In this light, SEBI’s proposals to rein in retail participation in derivatives do not seem excessive. Rather than completely ban contracts with weekly expiry, SEBI proposes to allow one index contract with weekly expiry from each exchange. It plans to raise the minimum lot size on contracts from the current ₹5-10 lakh to ₹15-20 lakh and then to ₹20-30 lakh, in phases. Brokers will be required to collect higher margins on expiry day and the day before. Exchanges will be asked to reduce the number of strike prices offered on each index contract to 50, so that there are fewer out-of-the-money strikes to bet on. Of these measures, increased lot size is likely to have the maximum deterrent effect. Derivatives trading, like gambling, is an addictive activity. Therefore, these retail traders may well crowd into weekly contracts and out-of-the-money strikes that remain open to them, or migrate to other risky segments such as SME platforms, penny stocks or commodity derivatives. In fact, individuals who are really hooked may even get around bigger lot sizes by borrowing to trade, exposing them to financial ruin.

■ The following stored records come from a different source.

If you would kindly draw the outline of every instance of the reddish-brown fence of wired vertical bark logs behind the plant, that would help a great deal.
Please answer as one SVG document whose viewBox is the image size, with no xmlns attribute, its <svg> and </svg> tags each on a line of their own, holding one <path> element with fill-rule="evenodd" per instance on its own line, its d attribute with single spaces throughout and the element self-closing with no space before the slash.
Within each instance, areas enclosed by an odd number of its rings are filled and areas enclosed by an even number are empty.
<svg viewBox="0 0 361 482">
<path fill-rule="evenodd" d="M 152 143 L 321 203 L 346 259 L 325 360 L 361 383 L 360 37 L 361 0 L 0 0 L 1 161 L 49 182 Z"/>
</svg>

SEBI must consider strict screening criteria for admitting investors into derivatives. Derivatives trading can be made conditional on holdings of equities/mutual funds and minimum years of experience. If these measures do work, though, stock exchanges, depositories and discount brokers will feel the heat on their revenues, profits and valuations. SEBI must resist pushback from this ecosystem.